Life of Mir Taqi Mir
Autobiography of Mir Taqi Mir provides ample information about his life which also covers the period from his childhood to the beginnings of his sojourn in Lucknow. Yet, it is said to hide more than it reveals, with material that is undated or presented in no chronological progression. Therefore, many of the "true details" of Mir`s life remain a matter of speculation.

Mir was born in Agra, India (then called Akbarabad and ruled by the Mughals) on September 1723. He was born in a family of Arab origins. His philosophy of life was formed chiefly by his father, a spiritual man with a huge following, whose emphasis on the importance of love and the value of compassion remained with Mir throughout his life and imbued his poetry. Mir`s father died while the poet was in his teens. He left Agra for Delhi a few years after his father`s death, to finish his education and also to find patrons who offered him financial support (Mir`s many patrons and his relationships with them have been described by his translator C. M. Naim).

Some scholars consider two of Mir`s masnavis (long narrative poems rhymed in couplets), Muamlat-e-ishq (The Stages of Love) and Khwab o khyal-e Mir ("Mir`s Vision"), written in the first person, as inspired by Mir`s own early love affairs, but it is by no means clear how autobiographical these accounts of a poet`s passionate love affair and descent into madness are. Especially, as France W. Pritchett points out, the austere portrait of Mir from these Masnavis must be juxtaposed against the picture drawn by Andalib Shadani, whose inquiry suggests a very different poet, given to unabashed eroticism in his verse

Mir lived much of his life in Mughal Delhi. Kuchha Chelan, in Old Delhi was his address at that time. However, after Ahmad Shah Abdali`s sack of Delhi each year starting 1748, he eventually moved to the court of Asaf-ud-Daulah in Lucknow, at the king`s invitation. Distressed to witness the plundering of his beloved Delhi, he gave vent to his feelings through some of his couplets.

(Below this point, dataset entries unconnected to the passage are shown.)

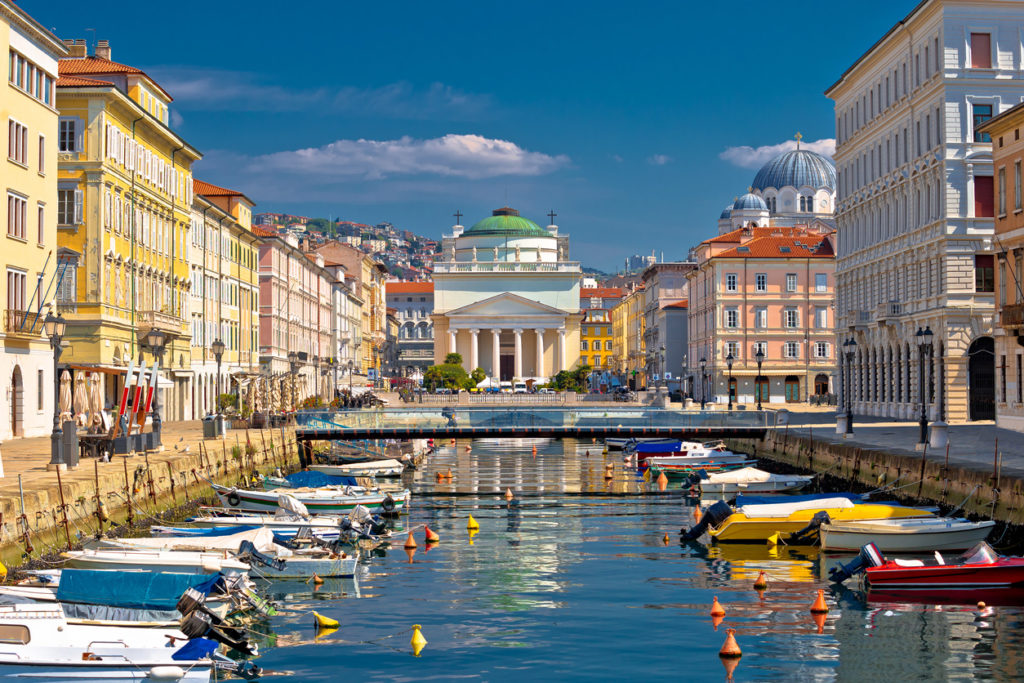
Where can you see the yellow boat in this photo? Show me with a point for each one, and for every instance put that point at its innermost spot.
(754, 523)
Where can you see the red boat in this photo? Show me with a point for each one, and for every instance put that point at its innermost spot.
(979, 567)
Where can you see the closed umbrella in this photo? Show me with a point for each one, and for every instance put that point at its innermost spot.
(65, 397)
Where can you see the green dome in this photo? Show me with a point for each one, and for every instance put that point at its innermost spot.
(507, 221)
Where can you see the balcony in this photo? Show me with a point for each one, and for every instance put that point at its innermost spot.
(172, 325)
(1012, 315)
(22, 325)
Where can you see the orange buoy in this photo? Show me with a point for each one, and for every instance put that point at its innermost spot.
(730, 648)
(819, 606)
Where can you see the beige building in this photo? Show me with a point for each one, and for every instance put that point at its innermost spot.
(914, 211)
(29, 256)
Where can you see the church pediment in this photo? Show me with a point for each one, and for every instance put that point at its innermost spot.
(506, 304)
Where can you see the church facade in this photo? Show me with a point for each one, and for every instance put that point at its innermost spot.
(507, 299)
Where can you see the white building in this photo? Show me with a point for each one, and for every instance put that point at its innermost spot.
(507, 298)
(914, 206)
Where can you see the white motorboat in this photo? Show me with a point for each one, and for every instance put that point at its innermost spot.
(40, 644)
(752, 480)
(904, 536)
(156, 560)
(370, 468)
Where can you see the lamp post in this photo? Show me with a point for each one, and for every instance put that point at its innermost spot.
(851, 346)
(925, 351)
(157, 341)
(760, 357)
(54, 328)
(218, 351)
(728, 361)
(704, 385)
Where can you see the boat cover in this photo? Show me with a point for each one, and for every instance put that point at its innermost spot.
(139, 590)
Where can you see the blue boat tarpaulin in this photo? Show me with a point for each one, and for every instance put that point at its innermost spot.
(140, 590)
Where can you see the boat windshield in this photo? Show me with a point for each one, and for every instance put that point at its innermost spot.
(980, 554)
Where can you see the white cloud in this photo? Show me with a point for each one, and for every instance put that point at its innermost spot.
(748, 157)
(471, 157)
(205, 89)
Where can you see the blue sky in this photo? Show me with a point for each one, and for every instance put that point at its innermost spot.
(630, 120)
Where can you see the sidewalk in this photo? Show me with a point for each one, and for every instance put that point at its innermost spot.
(972, 445)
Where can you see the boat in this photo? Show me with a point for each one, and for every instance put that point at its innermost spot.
(750, 479)
(979, 567)
(795, 522)
(904, 536)
(370, 468)
(332, 500)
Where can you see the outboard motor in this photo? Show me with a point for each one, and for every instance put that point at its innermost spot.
(868, 557)
(808, 535)
(713, 516)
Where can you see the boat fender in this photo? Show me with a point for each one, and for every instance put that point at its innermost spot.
(868, 557)
(713, 516)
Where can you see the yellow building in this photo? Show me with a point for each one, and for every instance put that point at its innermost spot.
(124, 208)
(28, 257)
(224, 296)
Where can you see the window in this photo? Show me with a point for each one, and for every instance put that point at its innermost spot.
(1003, 191)
(761, 317)
(731, 317)
(981, 50)
(983, 197)
(17, 142)
(16, 211)
(982, 113)
(984, 272)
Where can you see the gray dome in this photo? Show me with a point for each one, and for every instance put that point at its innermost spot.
(750, 201)
(797, 168)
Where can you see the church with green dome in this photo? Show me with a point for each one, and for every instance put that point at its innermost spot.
(507, 299)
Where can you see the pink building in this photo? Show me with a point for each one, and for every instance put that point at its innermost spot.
(295, 305)
(768, 290)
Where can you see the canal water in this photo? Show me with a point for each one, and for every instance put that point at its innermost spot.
(573, 580)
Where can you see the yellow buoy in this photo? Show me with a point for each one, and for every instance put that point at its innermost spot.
(418, 641)
(325, 622)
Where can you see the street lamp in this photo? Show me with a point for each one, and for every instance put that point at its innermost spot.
(157, 341)
(218, 351)
(704, 385)
(760, 357)
(54, 328)
(728, 361)
(925, 350)
(851, 346)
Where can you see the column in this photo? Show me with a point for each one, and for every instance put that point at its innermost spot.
(496, 354)
(561, 349)
(540, 352)
(518, 352)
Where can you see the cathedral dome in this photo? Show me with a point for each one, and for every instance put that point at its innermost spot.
(506, 221)
(798, 168)
(749, 201)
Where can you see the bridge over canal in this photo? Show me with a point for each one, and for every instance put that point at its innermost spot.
(554, 422)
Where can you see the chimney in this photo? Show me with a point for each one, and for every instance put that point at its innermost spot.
(76, 48)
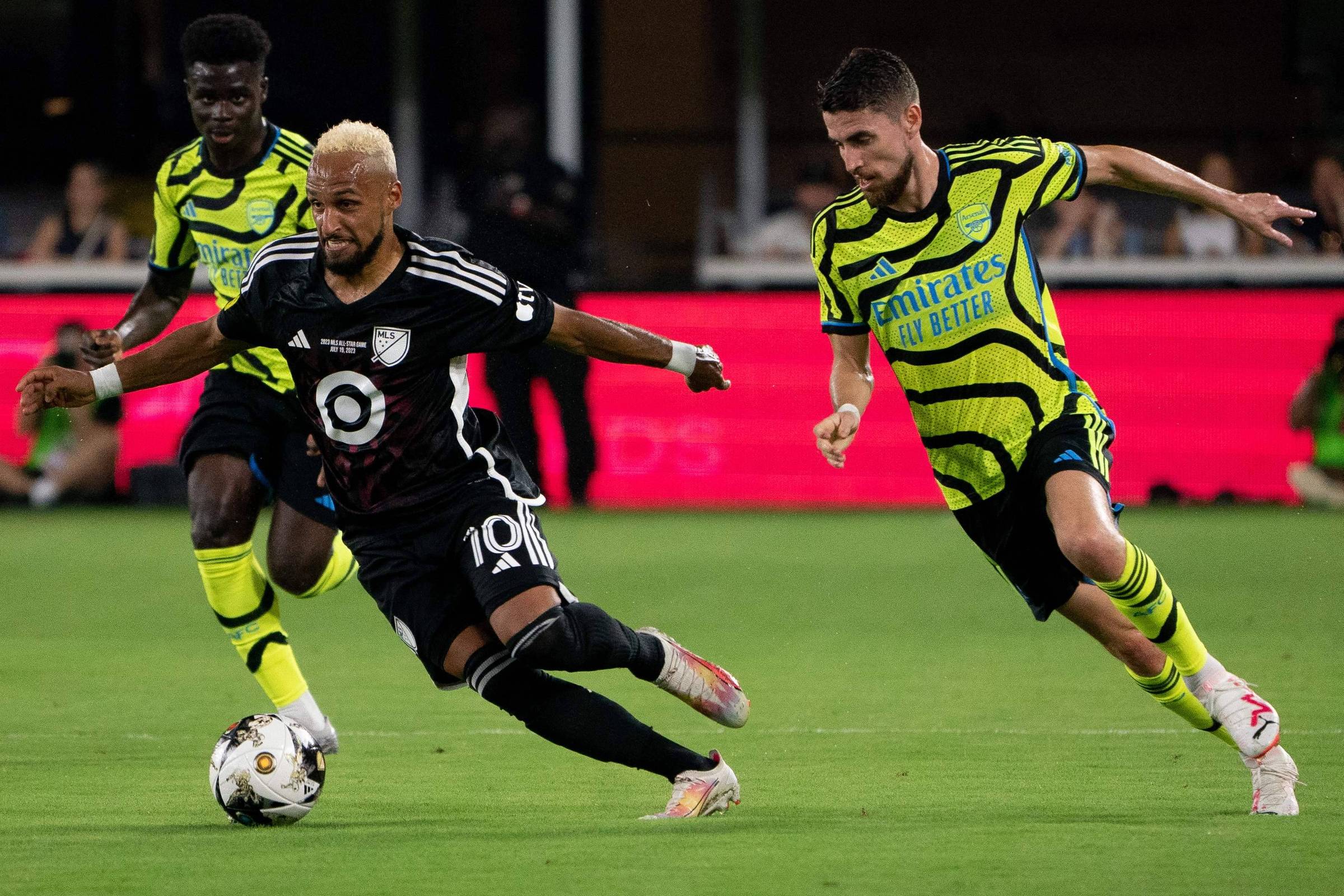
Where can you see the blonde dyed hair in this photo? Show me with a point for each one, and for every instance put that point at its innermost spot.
(362, 137)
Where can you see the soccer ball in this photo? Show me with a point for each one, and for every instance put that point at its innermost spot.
(267, 770)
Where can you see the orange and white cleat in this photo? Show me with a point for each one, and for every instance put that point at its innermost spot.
(702, 793)
(1249, 719)
(702, 685)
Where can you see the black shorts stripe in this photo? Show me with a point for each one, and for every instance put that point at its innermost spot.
(972, 343)
(259, 649)
(979, 440)
(268, 601)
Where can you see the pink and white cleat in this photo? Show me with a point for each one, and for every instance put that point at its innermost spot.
(1249, 719)
(1275, 777)
(702, 793)
(702, 685)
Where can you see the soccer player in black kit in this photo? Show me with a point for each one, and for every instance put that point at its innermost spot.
(375, 324)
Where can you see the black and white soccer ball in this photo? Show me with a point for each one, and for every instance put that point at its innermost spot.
(267, 770)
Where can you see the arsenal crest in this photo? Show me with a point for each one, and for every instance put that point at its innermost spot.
(391, 344)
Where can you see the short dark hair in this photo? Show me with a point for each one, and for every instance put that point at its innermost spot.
(222, 38)
(869, 80)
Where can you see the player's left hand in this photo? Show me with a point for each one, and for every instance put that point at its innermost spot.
(314, 452)
(54, 388)
(1260, 211)
(709, 371)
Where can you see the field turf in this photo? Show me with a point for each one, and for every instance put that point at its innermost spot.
(913, 730)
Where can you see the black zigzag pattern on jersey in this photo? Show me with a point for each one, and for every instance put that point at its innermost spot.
(248, 235)
(1045, 183)
(982, 390)
(193, 174)
(839, 312)
(216, 203)
(979, 440)
(303, 160)
(949, 481)
(983, 147)
(979, 340)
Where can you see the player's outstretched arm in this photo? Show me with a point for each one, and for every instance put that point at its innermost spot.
(627, 344)
(851, 390)
(178, 356)
(151, 311)
(1136, 170)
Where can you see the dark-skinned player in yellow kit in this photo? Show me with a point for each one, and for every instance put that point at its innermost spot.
(929, 255)
(377, 323)
(220, 200)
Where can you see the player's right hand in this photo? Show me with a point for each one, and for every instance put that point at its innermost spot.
(101, 347)
(835, 435)
(54, 388)
(709, 371)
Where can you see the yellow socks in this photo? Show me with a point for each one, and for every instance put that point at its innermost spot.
(245, 604)
(1143, 595)
(339, 568)
(1170, 689)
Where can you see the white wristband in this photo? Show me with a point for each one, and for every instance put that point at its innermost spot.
(683, 359)
(106, 382)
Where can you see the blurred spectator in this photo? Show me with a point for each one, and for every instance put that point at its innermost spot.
(1085, 227)
(1328, 200)
(788, 234)
(84, 231)
(528, 218)
(1200, 233)
(1319, 406)
(74, 450)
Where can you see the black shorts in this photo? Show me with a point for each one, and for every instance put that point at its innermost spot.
(436, 577)
(244, 417)
(1012, 527)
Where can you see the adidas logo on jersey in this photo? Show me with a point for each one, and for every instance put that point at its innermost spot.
(507, 562)
(882, 269)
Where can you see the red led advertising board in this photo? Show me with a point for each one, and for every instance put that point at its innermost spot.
(1197, 381)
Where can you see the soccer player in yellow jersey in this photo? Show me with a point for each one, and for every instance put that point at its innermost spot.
(218, 200)
(929, 255)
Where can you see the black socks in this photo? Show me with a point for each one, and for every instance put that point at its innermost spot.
(576, 718)
(581, 637)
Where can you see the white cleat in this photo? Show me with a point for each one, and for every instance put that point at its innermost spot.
(702, 793)
(324, 734)
(701, 684)
(1273, 776)
(1247, 716)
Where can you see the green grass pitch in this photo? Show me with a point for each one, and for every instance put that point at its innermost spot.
(913, 730)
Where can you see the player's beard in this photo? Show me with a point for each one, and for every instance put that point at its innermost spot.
(885, 193)
(355, 262)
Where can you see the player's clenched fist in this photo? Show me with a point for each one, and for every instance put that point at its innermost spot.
(709, 371)
(835, 435)
(54, 388)
(101, 347)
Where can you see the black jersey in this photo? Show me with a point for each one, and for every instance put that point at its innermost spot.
(384, 379)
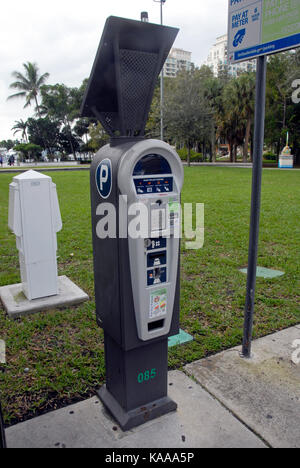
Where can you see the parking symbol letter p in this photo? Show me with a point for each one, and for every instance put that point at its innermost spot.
(103, 176)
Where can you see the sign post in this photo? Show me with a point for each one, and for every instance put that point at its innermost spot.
(257, 28)
(259, 132)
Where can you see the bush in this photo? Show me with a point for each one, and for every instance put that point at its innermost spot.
(270, 157)
(195, 157)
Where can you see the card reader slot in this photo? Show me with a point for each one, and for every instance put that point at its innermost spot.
(156, 325)
(157, 259)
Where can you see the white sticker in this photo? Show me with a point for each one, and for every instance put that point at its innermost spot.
(158, 304)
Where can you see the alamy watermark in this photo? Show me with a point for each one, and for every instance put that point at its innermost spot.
(142, 220)
(296, 93)
(2, 352)
(296, 353)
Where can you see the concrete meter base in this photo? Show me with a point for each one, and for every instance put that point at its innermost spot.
(136, 383)
(17, 305)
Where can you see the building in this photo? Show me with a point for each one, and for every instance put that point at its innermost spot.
(217, 59)
(177, 60)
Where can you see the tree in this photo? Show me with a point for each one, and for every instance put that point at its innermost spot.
(44, 132)
(29, 150)
(62, 104)
(236, 113)
(21, 126)
(29, 84)
(187, 114)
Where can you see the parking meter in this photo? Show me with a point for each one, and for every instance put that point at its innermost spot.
(135, 198)
(34, 217)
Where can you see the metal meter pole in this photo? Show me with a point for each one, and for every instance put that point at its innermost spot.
(161, 80)
(2, 433)
(256, 201)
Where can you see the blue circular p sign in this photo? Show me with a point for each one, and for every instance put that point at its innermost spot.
(104, 178)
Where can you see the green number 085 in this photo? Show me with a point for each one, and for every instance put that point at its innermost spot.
(147, 375)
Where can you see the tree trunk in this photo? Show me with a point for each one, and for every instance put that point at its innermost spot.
(235, 153)
(231, 153)
(189, 156)
(213, 145)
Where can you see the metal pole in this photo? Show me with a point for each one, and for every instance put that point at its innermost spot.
(260, 102)
(2, 433)
(161, 85)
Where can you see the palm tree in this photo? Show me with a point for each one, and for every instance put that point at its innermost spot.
(21, 126)
(28, 84)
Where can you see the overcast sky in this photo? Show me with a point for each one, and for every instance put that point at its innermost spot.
(62, 37)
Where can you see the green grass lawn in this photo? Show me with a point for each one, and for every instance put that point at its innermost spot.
(63, 349)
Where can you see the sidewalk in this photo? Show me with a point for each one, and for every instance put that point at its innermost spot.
(229, 403)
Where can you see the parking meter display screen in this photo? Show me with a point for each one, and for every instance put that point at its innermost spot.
(153, 185)
(152, 164)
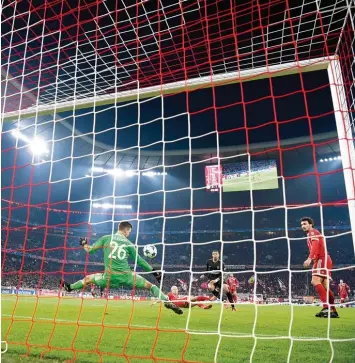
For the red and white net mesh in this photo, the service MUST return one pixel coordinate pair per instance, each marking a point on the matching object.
(117, 92)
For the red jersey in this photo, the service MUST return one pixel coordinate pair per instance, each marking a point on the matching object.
(232, 282)
(316, 245)
(343, 289)
(172, 297)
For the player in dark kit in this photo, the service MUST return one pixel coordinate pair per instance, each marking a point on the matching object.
(215, 268)
(322, 265)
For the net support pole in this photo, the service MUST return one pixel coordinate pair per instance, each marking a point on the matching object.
(346, 140)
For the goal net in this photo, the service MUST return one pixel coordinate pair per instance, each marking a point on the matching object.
(211, 126)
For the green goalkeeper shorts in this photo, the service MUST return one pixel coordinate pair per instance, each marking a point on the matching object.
(115, 280)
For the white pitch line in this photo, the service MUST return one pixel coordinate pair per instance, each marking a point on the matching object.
(190, 331)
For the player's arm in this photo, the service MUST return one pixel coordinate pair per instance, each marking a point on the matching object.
(140, 261)
(314, 251)
(96, 246)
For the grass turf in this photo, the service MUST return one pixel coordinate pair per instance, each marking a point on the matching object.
(111, 331)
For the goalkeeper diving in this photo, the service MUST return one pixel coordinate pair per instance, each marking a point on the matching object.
(117, 249)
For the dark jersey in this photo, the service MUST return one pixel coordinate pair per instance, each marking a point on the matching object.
(215, 270)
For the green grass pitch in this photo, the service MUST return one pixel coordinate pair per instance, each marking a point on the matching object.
(132, 332)
(266, 179)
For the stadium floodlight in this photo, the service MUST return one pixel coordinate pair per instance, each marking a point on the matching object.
(130, 173)
(37, 145)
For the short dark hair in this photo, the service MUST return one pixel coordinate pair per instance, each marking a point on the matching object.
(124, 225)
(308, 219)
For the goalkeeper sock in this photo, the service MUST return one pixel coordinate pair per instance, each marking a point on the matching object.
(77, 285)
(216, 294)
(322, 292)
(158, 293)
(331, 300)
(230, 298)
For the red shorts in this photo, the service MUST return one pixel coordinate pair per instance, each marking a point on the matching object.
(182, 302)
(322, 270)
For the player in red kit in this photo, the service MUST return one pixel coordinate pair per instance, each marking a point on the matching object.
(322, 265)
(233, 284)
(343, 291)
(187, 301)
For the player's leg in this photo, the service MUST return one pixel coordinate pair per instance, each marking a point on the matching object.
(326, 274)
(322, 293)
(331, 298)
(196, 301)
(229, 296)
(139, 282)
(96, 279)
(213, 287)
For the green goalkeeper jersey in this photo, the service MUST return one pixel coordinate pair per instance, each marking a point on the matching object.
(117, 249)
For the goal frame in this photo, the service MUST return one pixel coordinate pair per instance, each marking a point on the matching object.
(330, 64)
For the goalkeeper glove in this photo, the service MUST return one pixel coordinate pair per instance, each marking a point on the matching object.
(157, 275)
(83, 241)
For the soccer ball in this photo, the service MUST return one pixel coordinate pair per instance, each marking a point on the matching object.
(150, 251)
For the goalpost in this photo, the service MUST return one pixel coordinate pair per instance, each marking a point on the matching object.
(69, 106)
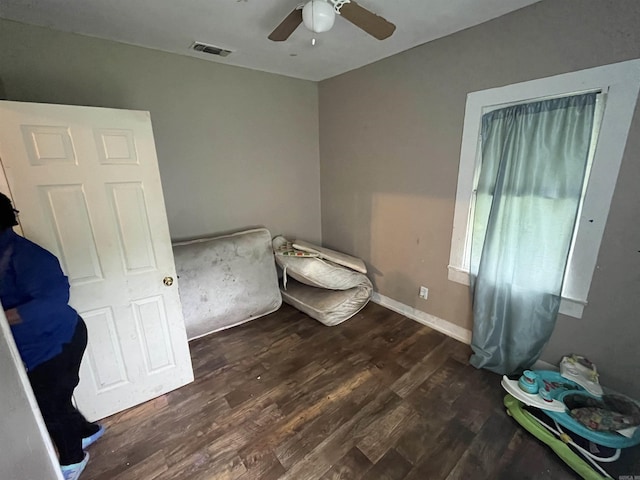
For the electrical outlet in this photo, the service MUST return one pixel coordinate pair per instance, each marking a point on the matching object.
(424, 292)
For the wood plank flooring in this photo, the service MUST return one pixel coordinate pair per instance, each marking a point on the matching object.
(284, 397)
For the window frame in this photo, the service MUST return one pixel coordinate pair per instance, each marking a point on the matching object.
(621, 83)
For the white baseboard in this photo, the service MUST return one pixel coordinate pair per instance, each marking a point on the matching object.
(450, 329)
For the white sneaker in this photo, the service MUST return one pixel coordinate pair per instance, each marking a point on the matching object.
(73, 471)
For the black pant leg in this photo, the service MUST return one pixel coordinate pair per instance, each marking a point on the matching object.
(53, 383)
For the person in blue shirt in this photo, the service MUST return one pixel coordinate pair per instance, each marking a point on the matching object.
(50, 335)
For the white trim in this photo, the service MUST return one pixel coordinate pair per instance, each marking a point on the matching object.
(568, 306)
(621, 82)
(450, 329)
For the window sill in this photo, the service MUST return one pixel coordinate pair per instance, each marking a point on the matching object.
(568, 306)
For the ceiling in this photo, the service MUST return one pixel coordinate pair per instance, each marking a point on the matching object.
(242, 26)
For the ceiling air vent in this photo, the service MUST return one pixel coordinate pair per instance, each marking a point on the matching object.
(210, 49)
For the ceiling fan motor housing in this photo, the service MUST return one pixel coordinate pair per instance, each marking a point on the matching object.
(318, 16)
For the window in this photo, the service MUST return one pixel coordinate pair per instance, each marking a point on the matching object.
(619, 83)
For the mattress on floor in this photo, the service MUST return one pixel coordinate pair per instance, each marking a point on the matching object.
(227, 280)
(326, 291)
(330, 307)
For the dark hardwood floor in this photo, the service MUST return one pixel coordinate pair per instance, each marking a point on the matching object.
(284, 397)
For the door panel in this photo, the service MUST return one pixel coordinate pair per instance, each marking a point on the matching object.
(87, 185)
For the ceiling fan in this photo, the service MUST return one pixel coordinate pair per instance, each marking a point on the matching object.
(319, 15)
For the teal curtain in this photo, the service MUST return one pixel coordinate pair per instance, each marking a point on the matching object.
(534, 158)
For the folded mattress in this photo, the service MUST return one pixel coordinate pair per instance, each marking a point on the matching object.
(315, 284)
(226, 280)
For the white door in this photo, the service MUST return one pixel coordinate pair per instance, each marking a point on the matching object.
(87, 186)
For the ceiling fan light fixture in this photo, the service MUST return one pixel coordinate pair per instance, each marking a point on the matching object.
(318, 16)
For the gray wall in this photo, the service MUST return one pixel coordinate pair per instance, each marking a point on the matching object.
(390, 138)
(236, 147)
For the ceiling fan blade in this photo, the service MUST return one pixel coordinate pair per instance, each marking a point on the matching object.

Later Life of Mir Taqi Mir
Mir migrated to Lucknow in 1782 and remained there for the remainder of his life. Though he was given a kind welcome by Asaf-ud-Daulah, he found that he was considered old-fashioned by the courtiers of Lucknow (Mir, in turn, was contemptuous of the new Lucknow poetry, dismissing the poet Jurat`s work as merely `kissing and cuddling`). Mir`s relationships with his patron gradually grew strained, and he eventually severed his connections with the court. In his last years Mir was very isolated. His health failed, and the death of his daughter, son and wife caused him great distress.

He died, of a purgative overdose, on Friday, 21 September 1810. The marker of his burial place was removed in modern times when a railway was built over his grave.

Literary life of Mir Taqi Mir
His complete works called Kulliaat, comprises of six Diwans containing 13,585 couplets, comprising all kinds of poetic forms: Ghazal, Masnavi, Qasida, Rubai, mustezaad, satire, etc. Mir`s literary reputation is anchored on the ghazals in his Kulliyat-e-Mir, much of them on themes of love. His masnavi Muamlat-e-Ishq (The Stages of Love) is one of the greatest known love poems in Urdu literature.

Mir lived at a time when Urdu language and poetry was at a formative stage - and Mir`s instinctive aesthetic sense helped him strike a balance between the indigenous expression and new enrichment coming in from Persian imagery and idiom, to constitute the new elite language known as Rekhta or Hindui. Basing his language on his native Hindustani, he leavened it with a sprinkling of Persian diction and phraseology, and created a poetic language at once simple, natural and elegant, which was to guide generations of future poets.

The death of his family members, together with earlier setbacks (including the traumatic stages in Delhi), lend a strong pathos to much of Mir`s writing - and indeed Mir is noted for his poetry of pathos and melancholy.